This week is a send up to two local breweries. Well, sort-of local breweries… regional, we’ll say. I’ve written about Victory Brewing and Ithaca Beer Company before, but haven’t really given them the spotlight they deserve. Aside from being two of the Northeast’s best, they represent distinct approaches to the world of brewing: one traditional and one regional. Both, in their own way, showcase the versatility and character of American beer.
Victory takes their beer very seriously, and it shows. Nestled in the cozy, suburban haven of Downingtown, PA, the brewery definitely reps Philly pride. Still, if their heart is in Philly, their eyes are fixed on Germany. That’s where the two founders – Ron Barchet and Bill Covaleski – got their formal training. By 1996, with the Reheittsebot in their hearts and noble hops in their nostrils, they officially opened Victory’s doors. And while the brewery is by no means exclusively Germanic, the country’s influence shows in everything from their equipment (shipped straight from Deutchland) to the brewery’s flagship beer (a German Pilsner).
To me, Victory’s beers seem stylistically solid, polished, and refined. Very rarely do they break from tradition, choosing to perfect the standards rather than give them a new twist. This attention to detail has certainly paid off, earning the brewery awards and accolades for several of it’s beers (it’s Oktoberfest-style Festbier, Belgian Tripel Golden Monkey, and hellerbock St. Boisterous among the winners). Still, the beer that shines most of all – and is most indicative of the brewery’s style – is it’s Prima Pils.
The Prima Pils is easily one of the best beers I’ve ever had. Not because it’s groundbreaking, not because it’s unique – because it’s really good. With it, Victory takes the most popular style in the world – the pilsner – and just gets it right. It’s crisp, refreshing, and really flavorful. Generous hops balance the sweetness of the German malts, giving the beer a range of bright notes from concord grapes to fresh-cut grass. And true to the brewery’s dogged attention to detail, the Prima is impossibly clean. Operating room clean. No element runs rampant, nothing lingers longer than it should – the flavors open the moment it hits your tongue and cut off at a razor’s edge, leaving nothing but a dry memory in their wake. If you haven’t had it, try it. Prima Pils is one of the most delicious and accessible beers I’ve ever had.
If Victory is a course in beer history, Ithaca might as well be a trip to the farmer’s market. Its founder, Dan Mitchell, was inspired by the area’s wine culture and figured it was time for beer to share that same regional pride. After getting some hand-me-down equipment from Texas, he set up Ithaca Beer Company in 1997 (a year after Victory) to capture the “Spirit of the Fingerlakes”.
The beer that Mitchell ended up producing is definitely representative of the region.

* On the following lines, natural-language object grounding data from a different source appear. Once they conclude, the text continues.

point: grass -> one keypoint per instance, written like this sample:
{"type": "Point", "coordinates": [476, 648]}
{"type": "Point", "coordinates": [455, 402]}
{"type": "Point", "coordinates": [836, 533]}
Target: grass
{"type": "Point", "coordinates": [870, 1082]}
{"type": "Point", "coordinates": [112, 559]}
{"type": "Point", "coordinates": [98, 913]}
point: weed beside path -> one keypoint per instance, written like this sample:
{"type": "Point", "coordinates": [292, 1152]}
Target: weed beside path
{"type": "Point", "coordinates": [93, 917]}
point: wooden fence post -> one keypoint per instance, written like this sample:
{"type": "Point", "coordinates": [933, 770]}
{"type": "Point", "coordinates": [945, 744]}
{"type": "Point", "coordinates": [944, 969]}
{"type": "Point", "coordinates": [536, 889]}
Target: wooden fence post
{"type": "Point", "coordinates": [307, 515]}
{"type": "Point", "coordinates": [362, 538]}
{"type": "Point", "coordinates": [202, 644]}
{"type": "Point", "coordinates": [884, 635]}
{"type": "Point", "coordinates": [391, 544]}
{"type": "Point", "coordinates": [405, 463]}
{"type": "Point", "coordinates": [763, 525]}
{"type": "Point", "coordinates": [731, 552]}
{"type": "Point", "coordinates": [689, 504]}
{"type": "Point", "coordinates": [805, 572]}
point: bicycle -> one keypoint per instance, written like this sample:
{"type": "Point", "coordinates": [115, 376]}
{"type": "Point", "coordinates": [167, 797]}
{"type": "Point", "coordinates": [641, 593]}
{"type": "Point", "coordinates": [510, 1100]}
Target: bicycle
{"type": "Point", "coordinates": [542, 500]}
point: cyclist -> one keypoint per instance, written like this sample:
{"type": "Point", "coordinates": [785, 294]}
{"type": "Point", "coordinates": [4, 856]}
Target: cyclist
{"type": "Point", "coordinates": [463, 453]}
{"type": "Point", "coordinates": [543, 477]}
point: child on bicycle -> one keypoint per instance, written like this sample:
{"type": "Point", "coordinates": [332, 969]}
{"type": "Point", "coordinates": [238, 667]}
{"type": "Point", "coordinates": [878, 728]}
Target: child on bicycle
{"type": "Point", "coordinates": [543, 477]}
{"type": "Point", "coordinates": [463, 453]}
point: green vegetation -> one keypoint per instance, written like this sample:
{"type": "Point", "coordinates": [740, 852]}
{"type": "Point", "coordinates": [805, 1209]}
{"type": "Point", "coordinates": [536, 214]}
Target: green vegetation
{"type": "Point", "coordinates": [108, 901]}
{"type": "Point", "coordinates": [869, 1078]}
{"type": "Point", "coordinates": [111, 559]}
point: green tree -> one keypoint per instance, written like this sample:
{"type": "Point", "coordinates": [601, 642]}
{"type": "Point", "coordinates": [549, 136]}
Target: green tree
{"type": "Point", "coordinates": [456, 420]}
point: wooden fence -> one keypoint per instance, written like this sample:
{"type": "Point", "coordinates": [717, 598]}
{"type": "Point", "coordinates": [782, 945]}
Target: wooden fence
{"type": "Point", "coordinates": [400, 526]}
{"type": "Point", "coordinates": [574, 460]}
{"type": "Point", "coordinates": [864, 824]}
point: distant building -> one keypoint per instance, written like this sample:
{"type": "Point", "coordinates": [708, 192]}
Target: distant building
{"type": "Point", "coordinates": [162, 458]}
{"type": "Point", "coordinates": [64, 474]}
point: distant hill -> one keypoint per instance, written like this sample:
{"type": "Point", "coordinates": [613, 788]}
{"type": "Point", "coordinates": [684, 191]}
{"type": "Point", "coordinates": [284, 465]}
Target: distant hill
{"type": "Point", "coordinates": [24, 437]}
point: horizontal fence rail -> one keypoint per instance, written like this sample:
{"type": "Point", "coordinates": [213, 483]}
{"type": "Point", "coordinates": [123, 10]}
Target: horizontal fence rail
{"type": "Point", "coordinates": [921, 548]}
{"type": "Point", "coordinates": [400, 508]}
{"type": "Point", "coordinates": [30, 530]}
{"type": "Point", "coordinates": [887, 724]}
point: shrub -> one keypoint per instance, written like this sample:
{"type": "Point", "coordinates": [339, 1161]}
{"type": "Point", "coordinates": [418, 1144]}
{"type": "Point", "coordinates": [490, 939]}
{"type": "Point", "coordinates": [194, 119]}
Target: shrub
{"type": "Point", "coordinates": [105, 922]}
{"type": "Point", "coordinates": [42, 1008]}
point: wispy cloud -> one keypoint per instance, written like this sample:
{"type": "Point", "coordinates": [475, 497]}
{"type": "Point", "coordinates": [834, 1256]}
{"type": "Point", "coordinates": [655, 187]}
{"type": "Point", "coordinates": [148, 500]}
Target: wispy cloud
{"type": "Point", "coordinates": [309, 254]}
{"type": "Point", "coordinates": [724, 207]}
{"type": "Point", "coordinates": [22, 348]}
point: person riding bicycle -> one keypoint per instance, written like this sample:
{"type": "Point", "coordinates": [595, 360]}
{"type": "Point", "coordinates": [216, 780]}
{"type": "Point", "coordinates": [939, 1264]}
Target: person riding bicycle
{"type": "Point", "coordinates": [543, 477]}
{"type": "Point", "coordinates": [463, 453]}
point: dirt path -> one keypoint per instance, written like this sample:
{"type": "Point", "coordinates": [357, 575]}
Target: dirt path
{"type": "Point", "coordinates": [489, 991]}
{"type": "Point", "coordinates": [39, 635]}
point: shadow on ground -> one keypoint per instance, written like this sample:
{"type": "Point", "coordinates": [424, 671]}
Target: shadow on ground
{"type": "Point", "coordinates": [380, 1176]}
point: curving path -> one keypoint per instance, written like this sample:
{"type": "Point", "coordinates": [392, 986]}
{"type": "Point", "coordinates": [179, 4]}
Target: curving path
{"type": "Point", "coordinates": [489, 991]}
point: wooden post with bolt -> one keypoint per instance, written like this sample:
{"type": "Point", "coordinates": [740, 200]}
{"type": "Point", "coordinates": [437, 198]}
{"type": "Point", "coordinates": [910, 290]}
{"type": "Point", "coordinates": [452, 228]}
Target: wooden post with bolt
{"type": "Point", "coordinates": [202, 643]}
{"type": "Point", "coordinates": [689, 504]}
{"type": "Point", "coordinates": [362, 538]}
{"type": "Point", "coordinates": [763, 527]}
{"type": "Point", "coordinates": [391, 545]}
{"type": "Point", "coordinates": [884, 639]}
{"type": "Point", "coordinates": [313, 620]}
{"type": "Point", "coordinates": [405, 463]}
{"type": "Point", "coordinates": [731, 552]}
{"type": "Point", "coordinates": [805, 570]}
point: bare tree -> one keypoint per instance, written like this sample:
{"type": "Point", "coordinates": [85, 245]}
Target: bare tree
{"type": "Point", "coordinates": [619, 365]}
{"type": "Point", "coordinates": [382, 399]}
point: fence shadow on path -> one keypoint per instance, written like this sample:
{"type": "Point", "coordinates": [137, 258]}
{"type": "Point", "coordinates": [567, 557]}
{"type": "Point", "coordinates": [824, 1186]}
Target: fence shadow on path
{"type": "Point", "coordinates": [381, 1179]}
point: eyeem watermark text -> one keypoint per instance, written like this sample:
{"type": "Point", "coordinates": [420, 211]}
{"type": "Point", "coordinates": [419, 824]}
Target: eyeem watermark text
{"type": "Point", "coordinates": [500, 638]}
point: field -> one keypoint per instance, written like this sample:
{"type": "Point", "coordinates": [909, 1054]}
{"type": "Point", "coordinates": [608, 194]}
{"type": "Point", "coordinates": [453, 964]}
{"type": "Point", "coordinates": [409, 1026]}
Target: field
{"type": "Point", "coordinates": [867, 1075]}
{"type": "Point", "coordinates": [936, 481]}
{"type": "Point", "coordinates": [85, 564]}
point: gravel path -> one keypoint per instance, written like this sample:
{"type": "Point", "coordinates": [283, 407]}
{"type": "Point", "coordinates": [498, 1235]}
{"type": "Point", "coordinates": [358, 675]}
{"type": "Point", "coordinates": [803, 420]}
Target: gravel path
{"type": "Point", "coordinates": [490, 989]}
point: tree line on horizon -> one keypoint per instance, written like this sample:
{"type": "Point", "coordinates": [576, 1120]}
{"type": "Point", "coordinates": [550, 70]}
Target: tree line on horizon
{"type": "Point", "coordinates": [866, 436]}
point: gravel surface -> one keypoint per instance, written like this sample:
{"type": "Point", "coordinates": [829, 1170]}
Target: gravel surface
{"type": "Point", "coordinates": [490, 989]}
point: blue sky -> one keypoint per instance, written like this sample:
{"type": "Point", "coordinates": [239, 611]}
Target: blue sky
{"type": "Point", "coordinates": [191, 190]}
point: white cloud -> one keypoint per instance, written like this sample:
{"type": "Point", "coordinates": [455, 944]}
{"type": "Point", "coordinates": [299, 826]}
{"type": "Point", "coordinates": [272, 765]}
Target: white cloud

Instead of focusing on traditional styles of Europe, Ithaca thinks more locally, producing beers based on the seasons and agriculture of the region. Their Apricot Wheat and Partly Sunny (an “Ithaca-style” Wit bier) are examples of this freedom of expression. Still, possibly the best example – and the most impressive – is Ithaca’s CascaZilla.
Not only is it’s name derived from a local landmark (a gorge named Cascadilla), it showcases the cascade hop, the darling of American varietals. The red ale is really fantastic – aromatic and smooth. Its bouquet is both vibrant and surprisingly round, with notes from high-register grapefruit to warm vanilla. When I drank this beer, I didn’t get the feeling of refined perfection like I did with the Prima Pils. Instead, it tasted like a cross-section of American bounty. Organically rustic, the flavors worked the same way a spray of wild flowers can be just as beautiful as a manicured garden. Not to say this was a sloppy beer – it was absolutely delicious – but it came off as a reflection of the brewery’s link to nature.